Stellungnahme | FLV, Juni 2021
Allgemeine Feststellung:
Im städtischen Gesetz 661 für einen menschen- und umweltfreundlichen Stadtverkehr, beschlossen in der Volksabstimmung vom 5. März 1989, steht im Art. 1 Zweck:
Die Stadt Chur verfolgt eine Verkehrspolitik, welche der Wohnlichkeit der Stadt und der Vermeidung von Luftverschmutzung, Lärm und Verkehrsgefahren den Vorrang einräumt. Sie fördert deshalb den Velo- und Fussgängerverkehr, sorgt für ein ausreichendes Angebot des städtischen Busbetriebes und strebt eine Plafonierung sowie längerfristig eine Reduktion des privaten Motorfahrzeugverkehrs an.
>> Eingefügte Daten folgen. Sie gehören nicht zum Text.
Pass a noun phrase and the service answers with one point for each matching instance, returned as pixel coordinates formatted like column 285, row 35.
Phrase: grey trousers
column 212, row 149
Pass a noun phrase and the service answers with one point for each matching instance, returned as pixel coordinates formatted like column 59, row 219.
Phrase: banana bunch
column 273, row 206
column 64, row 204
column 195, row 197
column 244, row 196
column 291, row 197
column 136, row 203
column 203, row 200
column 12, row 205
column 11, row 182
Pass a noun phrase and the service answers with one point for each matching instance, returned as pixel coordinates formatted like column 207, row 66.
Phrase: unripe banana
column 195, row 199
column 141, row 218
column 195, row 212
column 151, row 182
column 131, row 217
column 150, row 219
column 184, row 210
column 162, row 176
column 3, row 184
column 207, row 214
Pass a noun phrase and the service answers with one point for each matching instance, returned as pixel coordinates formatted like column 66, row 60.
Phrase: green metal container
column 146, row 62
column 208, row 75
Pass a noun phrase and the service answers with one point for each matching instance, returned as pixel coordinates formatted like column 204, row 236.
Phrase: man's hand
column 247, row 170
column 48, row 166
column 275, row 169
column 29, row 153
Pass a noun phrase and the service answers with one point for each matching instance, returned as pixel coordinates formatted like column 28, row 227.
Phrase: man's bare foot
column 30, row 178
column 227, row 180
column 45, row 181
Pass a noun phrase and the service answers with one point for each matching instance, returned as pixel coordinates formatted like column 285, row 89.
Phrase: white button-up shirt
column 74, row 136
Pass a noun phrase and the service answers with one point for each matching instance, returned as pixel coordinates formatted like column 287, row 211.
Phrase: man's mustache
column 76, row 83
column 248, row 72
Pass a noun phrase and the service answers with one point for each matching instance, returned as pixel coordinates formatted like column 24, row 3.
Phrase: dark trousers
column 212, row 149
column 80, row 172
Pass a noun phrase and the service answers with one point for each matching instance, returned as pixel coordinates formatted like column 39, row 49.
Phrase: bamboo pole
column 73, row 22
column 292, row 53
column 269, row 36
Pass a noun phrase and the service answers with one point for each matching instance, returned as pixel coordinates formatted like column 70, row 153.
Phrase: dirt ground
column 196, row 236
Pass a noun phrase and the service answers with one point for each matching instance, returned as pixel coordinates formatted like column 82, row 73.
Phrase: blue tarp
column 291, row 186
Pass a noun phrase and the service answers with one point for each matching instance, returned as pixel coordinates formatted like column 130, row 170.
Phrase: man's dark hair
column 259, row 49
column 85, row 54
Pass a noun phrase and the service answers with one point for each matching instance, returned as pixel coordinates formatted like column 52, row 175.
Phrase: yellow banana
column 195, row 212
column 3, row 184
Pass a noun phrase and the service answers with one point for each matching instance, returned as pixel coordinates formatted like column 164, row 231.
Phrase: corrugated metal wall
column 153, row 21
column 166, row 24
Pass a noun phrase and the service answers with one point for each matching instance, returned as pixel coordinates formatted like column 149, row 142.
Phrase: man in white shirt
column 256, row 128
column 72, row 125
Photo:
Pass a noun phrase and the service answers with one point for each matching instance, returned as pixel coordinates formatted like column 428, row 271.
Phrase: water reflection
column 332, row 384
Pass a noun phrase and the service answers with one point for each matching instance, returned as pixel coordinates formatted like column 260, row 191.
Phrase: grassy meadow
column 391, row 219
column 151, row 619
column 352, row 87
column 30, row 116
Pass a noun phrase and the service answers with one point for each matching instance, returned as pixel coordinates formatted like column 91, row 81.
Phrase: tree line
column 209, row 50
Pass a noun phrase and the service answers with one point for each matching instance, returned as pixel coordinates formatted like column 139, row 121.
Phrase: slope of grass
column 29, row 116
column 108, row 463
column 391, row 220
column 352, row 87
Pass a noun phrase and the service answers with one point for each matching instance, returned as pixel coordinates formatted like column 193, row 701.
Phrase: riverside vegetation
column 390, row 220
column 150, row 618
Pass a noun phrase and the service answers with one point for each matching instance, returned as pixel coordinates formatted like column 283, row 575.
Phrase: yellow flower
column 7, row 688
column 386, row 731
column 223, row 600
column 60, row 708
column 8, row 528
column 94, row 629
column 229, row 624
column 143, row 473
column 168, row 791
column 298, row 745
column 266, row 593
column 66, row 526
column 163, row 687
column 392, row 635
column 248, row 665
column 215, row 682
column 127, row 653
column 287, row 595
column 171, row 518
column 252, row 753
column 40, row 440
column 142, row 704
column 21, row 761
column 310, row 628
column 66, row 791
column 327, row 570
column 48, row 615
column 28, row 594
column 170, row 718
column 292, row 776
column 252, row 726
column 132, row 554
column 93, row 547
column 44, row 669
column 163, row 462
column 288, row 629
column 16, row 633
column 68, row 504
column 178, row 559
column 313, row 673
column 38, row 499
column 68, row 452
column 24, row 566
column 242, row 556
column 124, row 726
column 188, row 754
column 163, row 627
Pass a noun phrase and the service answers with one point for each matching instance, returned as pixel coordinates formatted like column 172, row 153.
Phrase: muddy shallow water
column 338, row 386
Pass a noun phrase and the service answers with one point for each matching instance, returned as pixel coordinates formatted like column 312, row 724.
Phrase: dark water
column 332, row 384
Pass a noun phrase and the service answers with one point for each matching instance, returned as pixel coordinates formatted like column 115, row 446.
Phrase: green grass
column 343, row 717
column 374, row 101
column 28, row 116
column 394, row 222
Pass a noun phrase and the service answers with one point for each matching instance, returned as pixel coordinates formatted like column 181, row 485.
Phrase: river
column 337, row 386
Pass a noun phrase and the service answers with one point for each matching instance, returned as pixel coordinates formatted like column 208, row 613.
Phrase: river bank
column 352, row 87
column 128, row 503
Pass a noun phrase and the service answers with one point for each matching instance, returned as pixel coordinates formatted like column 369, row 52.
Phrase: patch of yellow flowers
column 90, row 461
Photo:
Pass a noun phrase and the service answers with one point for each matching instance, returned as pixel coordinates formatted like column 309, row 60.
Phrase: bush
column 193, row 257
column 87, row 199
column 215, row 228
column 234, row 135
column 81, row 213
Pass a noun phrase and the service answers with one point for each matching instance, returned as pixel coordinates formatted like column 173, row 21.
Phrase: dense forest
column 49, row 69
Wenn der motorisierte Individualverkehr (MIV) insgesamt reduziert werden soll, muss der Anteil angesichts des zunehmenden Gesamtverkehrs deutlich sinken. Im beitragsberechtigten Städte und Agglomerationen (BeSA) Perimeter der Agglomeration Chur werden 65.9% der Tagesdistanzen mit dem motorisierten Individualverkehr (MIV) zurückgelegt. Die restlichen Wege werden mit dem öffentlichen Verkehr, zu Fuss oder per Velo bewältigt. Die Anteile dieser Verkehrsmittel an den absolvierten Personenkilometern sollen erhöht werden.
Die Stadt Chur muss sich zum Ziel setzen, den Anteil des MIV auf 55.0% zu reduzieren. Nur so gibt es keine Zunahme beim MIV. Das Aggloprogramm muss darum angepasst werden. Gerade darum macht ein der neue Autobahnanschluss Mitte keinen Sinn. Im Aggloprogramm wird dieser aber explizit erwähnt.
Weitere Feststellungen:
- Die vielen Velowege, die verbessert, ausgebaut und neu gebaut werden sollen begrüssen wir sehr.
- Die Bus-Tangentiallinie begrüssen wir ebenfalls sehr.
- Die multimodale Verkehrsdrehscheibe in Chur West begrüssen wir sehr.
- Linksabbieger Rosenhügel und Einbahnregime in der Kasernenstrasse begrüssen wir, aber nur im Zusammenhang mit einer Verkehrsberuhigung und Aufwertung der Grabenstrasse.